Roanoke College students explore ties to Korea during research trip
SALEM, Va. (WDBJ) - Kim Kyusik studied at Roanoke College at the turn of the 20th century. He graduated in 1903, and became a leading figure in the Korean Independence movement.
Today, Roanoke College is still exploring that history and the school’s ties to the Republic of Korea.
Earlier this summer, history professors Stella Xu and Whitney Leeson led six students on a three-week visit to South Korea. They were researching the legacy of protestant missionaries from the United States, and learning more about the prominent Koreans who studied on the Salem campus more than 100 years ago.
“So to us it was a research trip,” Xu told WDBJ7, “but at the same time, we fulfilled our mission to reconnect with our ties with Korea.”
Senior Lewis Edwards said the trip took him out of his comfort zone, but it was the type of experiential learning that brought him to Roanoke College.

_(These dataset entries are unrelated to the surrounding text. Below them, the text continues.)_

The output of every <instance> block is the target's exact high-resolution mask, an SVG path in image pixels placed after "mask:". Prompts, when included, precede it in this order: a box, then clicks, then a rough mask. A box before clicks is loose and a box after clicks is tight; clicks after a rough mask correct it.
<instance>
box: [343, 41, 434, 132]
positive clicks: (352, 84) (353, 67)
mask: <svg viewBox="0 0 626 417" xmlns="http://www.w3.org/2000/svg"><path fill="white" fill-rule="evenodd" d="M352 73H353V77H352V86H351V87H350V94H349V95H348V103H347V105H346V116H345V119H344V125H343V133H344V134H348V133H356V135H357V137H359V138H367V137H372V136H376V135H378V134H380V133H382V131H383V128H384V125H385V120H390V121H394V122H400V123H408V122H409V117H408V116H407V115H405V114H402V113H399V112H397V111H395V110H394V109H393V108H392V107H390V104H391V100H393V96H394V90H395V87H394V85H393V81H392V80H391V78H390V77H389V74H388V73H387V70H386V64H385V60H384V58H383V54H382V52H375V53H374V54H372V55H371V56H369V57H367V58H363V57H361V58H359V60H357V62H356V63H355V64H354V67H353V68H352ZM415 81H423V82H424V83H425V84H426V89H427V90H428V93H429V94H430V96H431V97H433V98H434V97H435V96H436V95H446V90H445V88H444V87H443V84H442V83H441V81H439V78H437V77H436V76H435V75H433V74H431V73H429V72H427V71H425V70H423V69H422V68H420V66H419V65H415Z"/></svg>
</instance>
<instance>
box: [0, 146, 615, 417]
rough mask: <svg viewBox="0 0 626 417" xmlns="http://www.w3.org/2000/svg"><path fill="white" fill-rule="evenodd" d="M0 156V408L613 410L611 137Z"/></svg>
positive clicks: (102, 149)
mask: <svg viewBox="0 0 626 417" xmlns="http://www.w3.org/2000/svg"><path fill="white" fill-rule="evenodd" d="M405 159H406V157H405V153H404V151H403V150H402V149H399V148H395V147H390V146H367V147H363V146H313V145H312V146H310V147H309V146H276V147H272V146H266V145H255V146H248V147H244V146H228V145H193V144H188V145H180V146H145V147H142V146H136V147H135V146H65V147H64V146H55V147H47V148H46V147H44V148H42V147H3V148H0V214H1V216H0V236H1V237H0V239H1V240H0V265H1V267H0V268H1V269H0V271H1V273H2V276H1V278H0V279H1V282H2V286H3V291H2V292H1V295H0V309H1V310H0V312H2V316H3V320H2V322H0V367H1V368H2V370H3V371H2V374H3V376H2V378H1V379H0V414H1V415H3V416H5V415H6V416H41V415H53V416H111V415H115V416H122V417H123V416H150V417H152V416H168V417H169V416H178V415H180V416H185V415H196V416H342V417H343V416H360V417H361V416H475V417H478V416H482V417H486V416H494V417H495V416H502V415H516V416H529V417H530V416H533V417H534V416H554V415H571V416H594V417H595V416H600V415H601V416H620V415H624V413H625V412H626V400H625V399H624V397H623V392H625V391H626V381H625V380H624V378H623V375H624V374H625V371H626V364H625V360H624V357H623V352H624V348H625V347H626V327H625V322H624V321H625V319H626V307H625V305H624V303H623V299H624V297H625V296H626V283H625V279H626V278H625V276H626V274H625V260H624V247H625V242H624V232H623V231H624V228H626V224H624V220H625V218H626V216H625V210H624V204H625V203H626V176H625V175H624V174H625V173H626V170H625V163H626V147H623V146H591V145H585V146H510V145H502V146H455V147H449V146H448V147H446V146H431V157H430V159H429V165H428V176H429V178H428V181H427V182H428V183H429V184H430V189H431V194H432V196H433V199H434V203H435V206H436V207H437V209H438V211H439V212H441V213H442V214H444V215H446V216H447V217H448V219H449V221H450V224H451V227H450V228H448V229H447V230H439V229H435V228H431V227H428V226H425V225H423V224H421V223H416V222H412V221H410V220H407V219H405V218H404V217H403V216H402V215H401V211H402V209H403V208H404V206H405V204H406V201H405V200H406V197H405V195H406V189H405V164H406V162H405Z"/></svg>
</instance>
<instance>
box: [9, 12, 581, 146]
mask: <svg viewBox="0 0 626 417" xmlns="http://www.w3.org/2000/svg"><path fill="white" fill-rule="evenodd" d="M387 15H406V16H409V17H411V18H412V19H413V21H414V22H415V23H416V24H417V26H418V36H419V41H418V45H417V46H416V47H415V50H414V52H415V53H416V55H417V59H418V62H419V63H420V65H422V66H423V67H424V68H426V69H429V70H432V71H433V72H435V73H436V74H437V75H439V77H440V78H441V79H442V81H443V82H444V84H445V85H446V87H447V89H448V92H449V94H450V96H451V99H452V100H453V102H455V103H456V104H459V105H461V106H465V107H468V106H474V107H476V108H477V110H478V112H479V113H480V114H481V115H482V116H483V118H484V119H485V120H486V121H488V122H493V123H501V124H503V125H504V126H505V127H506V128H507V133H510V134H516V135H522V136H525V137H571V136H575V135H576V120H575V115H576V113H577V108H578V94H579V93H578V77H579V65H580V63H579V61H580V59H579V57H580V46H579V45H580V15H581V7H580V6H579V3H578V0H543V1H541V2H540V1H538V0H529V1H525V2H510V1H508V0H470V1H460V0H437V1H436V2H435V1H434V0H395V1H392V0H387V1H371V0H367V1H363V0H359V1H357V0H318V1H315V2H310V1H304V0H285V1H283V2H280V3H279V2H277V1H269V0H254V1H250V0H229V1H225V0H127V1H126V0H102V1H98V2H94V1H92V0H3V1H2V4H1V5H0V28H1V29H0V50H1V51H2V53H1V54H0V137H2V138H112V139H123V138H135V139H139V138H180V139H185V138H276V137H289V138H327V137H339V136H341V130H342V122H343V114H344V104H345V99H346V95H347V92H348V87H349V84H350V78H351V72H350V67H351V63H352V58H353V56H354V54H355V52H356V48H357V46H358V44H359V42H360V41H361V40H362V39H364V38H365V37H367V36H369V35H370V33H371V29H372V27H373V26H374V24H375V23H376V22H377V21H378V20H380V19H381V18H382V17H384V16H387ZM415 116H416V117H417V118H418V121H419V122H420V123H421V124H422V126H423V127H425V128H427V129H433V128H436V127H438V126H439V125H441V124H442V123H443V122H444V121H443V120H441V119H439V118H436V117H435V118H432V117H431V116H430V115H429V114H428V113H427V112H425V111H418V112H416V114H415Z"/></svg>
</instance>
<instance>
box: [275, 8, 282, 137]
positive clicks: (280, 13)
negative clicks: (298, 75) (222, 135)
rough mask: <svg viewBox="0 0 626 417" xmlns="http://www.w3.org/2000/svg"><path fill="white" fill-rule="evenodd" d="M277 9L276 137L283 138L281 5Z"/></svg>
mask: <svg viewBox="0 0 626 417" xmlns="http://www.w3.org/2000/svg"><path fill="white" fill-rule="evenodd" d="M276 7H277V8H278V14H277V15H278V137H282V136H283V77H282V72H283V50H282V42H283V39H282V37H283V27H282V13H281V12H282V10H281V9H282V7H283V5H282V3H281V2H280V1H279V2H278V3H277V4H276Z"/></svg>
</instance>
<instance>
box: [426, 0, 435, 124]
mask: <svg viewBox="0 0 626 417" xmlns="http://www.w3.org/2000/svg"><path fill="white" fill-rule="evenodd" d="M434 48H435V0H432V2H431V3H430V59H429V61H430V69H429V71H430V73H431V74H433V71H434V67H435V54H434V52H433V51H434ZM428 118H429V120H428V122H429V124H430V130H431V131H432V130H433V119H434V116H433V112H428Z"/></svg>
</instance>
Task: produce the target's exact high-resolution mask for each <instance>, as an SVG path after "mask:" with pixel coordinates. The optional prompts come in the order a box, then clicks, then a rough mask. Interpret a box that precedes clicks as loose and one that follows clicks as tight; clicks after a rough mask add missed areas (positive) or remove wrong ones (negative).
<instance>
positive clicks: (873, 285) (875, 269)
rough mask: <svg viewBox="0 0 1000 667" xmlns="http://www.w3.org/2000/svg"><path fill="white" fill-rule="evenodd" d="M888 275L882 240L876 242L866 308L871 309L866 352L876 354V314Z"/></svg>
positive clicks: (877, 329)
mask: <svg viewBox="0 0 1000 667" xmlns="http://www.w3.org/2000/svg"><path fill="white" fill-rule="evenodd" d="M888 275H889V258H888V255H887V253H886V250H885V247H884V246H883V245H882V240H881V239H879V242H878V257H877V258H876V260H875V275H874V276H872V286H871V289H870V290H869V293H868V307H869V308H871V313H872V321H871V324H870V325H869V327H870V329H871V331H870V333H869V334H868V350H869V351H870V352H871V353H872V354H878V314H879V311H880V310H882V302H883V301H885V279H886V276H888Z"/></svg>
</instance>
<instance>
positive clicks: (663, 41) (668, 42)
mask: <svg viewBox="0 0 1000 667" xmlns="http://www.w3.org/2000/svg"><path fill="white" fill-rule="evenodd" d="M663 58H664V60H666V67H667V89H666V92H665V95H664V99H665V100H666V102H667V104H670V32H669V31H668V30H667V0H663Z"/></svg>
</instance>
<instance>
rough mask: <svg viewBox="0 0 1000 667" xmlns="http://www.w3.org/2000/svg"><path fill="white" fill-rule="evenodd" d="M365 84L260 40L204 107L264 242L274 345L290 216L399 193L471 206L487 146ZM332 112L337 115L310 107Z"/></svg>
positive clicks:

“It was jam-packed. 21 days, and we were on the go most of those 21 days,” he said.
He enjoyed interacting with people of all ages, and is glad that Roanoke College students are helping to rebuild the school’s Korean connection.
“It’s something that Dr. Xu has worked very hard to research into, but I think it’s important for students to realize as well,” Edwards said. “Yes, it may have been by the wayside for a little bit, but it’s coming into the light again.”
The students are back home now, but the work will continue.
They plan to share their experiences and the results of their research with a podcast, in a national conference and in other activities on the Roanoke College campus.
The trip also included a visit to Wonju, one of Roanoke’s sister cities. And the group hopes to take part in the celebration of that 60-year relationship in 2024.